The instructor pointed out Katie’s parachute off to our right as we gently glided nearer the skydiving centre. When we were almost there, the instructor asked if I wanted to drive (“hell yes!”) and showed me the loops for my hands. It required quite a bit of effort to change our direction, which was reassuring. The instructor demonstrated just how far it could be pulled as we went into a very tight downward spiral. It felt like a swing ride from the showgrounds, which were one of my favourites.

After I had a bit of fun driving, the instructor took us towards the skydiving centre. As we got close, I waved like an idiot to my family observing from the ground.

We went into the final landing pattern, I pulled my legs up as instructed (“aargh”) then stood up when it looked like we’d land standing. The parachute was still billowing a bit, but hurrah for landing!

I detach from the instructor, make a quick camera appearance with Katie, waddle back to family for photos, remove the harness and jumpsuit, then wait for movies.

Post-Dive Thoughts

The big surprise of the day was that I felt underwhelmed after the jump. I was expecting some major shift in my thinking, a positive reevaluation of life, or something like that. At least some nervousness. But none of them happened.

I may have been tired from an 11-hour shift the previous day, at an event I really wasn’t interested in. On a Saturday. Which happened to be my birthday. Ugh.

Another potential reason is the pain during the freefall: my nose froze from the inside out, and my ears were aching and freezing (ear infection, yay). I wasn’t able to enjoy the experience, or even focus on the view, because of these distractions.

There was some reevaluation after the jump, though. I wondered whether I’m just not the type of person who gets/enjoys adrenalin rushes, and whether to scrap the other adrenalin activities (e.g. hanggliding, whitewater rafting) off the list. Perhaps I need to gradually do more exciting things, rather than going to skydiving so early in the list?

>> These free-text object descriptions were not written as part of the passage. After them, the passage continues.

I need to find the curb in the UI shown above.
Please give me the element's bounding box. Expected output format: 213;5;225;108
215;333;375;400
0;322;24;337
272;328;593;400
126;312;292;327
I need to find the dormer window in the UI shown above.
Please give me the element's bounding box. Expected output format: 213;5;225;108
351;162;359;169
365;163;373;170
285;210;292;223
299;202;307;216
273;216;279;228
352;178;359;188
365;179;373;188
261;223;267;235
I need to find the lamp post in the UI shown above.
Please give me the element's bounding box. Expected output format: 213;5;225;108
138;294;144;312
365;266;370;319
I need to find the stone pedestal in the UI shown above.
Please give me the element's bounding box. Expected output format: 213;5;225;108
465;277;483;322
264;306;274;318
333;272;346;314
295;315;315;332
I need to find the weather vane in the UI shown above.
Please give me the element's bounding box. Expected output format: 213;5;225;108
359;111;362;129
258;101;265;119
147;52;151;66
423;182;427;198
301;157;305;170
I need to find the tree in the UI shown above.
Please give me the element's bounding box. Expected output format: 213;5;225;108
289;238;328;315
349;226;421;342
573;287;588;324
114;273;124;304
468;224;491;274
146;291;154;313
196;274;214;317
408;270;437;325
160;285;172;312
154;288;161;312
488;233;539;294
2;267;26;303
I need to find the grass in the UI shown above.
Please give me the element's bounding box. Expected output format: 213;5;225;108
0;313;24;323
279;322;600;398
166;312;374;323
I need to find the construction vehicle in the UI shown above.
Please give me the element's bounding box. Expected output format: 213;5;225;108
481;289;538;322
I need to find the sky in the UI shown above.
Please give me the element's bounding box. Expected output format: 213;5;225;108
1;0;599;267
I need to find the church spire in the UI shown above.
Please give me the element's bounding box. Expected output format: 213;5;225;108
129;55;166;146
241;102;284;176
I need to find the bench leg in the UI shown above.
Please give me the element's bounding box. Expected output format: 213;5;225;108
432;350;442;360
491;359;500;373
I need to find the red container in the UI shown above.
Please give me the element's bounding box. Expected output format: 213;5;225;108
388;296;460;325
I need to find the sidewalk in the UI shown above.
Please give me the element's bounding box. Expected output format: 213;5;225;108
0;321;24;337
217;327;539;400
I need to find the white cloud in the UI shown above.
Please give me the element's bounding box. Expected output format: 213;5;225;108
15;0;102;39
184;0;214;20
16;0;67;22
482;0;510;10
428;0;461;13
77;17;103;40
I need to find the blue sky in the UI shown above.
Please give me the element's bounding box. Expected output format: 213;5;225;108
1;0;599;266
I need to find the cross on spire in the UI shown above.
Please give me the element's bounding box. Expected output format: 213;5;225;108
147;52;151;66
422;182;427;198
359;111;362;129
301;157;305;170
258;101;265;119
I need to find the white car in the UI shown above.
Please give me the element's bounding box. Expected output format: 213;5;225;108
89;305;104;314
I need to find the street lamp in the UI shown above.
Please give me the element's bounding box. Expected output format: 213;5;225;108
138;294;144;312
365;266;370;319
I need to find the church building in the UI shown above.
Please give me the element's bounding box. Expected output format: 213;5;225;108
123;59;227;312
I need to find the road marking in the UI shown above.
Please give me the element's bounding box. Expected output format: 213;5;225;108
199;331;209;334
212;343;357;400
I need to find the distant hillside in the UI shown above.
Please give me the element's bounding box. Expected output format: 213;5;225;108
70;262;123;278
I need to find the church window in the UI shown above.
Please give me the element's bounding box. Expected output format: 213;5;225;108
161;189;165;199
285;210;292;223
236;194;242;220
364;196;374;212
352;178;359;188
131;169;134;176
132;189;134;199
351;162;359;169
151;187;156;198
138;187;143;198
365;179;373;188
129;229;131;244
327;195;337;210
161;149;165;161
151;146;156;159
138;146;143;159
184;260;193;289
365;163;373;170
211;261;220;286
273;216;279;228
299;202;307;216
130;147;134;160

Over the last few days since the skydive, I’ve enjoyed talking to people about it. Everyone I’ve spoken to so far has strong feelings for/against going themselves, and noone has been apathetic or disinterested. I’m not sure whether to mention the pain issues, but the more I do mention them, the more I consider going again in the future when healthy, well-rested and not overworked. In the meantime, I’m putting off doing another adrenalin list item until I have more time to think and recover from other distractions.

Overall, I’m glad I did it. It’s good to be able to say I did it, and that I didn’t let fear get in my way of trying something risky. Lessons learned are (1) be healthy and get adequate rest, and (2) one part going wrong does not ruin the whole activity.

I declare this to be the first list item completed!